The battle against inflation is "just entering the crucial stages" and will be won or lost mainly in major labor agreements next year and in continued budget-cutting efforts, Federal Reserve Board Chairman Paul A. Volcker said yesterday.

In a speech at the National Press Club, Volcker said in essence that the Fed is doing its part by staying firm in its tight monetary policy and that continued progress now is up to aggressive budget-cutters and restrained contract negotiators.

"As things stand, it is a fair point that monetary policy carries too much of the burden -- that the consequence is more strain and pressure on financial markets and credit-dependent sectors of the economy than is desirable," he said.
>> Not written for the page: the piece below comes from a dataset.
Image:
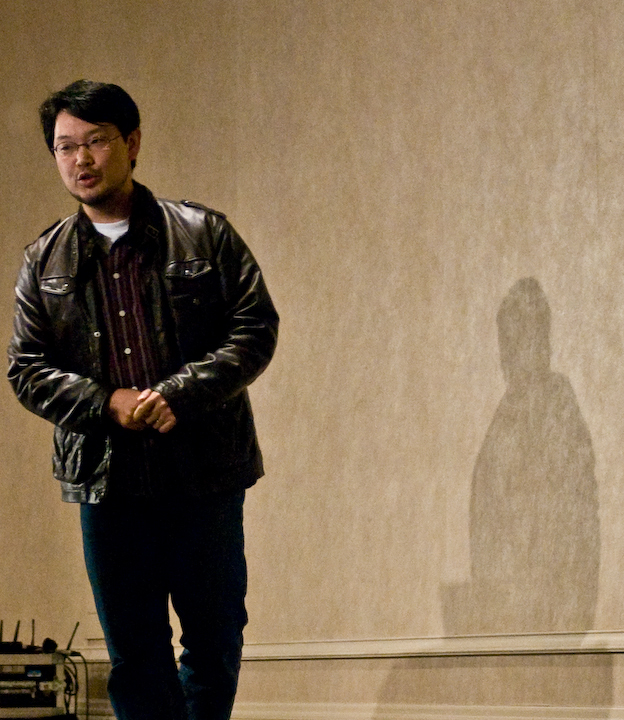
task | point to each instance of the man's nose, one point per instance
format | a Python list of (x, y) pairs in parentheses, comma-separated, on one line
[(83, 156)]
He vowed that the Fed will not let up on its efforts to curb the growth of money and credit in the economy, and, when asked what it would take for him to ease off on tight monetary policy, replied, "Impeachment?" He said that policy is not inconsistent with a drop in interest rates, however, if other anti-inflation efforts are successful.

On holding down labor costs, Volcker said that "1982 will be a crucial period in this respect." Unlike this year, 1982 "is a major bargaining year for pattern-setting industries, beginning with refinery workers and truckers and running through the auto industry in the fall.

"There is no escape from reality, paradoxical as it may appear, that the prospects for sustained economic growth and increases in real wages for all Americans will improve as we achieve greater productivity and moderation in the demand for nominal wage increases."

Failure to enact the president's plan for budget cuts will lead to "disappointed and skeptical financial markets," he added. "And when I say financial markets, I guess, like Pogo, I mean all of us."

To have a major impact, the president's latest package of budget cuts also will have to be perceived as being part of a continuing commitment to spending restraint, Volcker said.

He expressed "real optimism" for 1982, saying the country's inflation rate by then should be "comfortably below double-digit figures."

He placed much of the burden for future improvement on business, however, which he said so far has not made "visible and significant progress toward wage deceleration."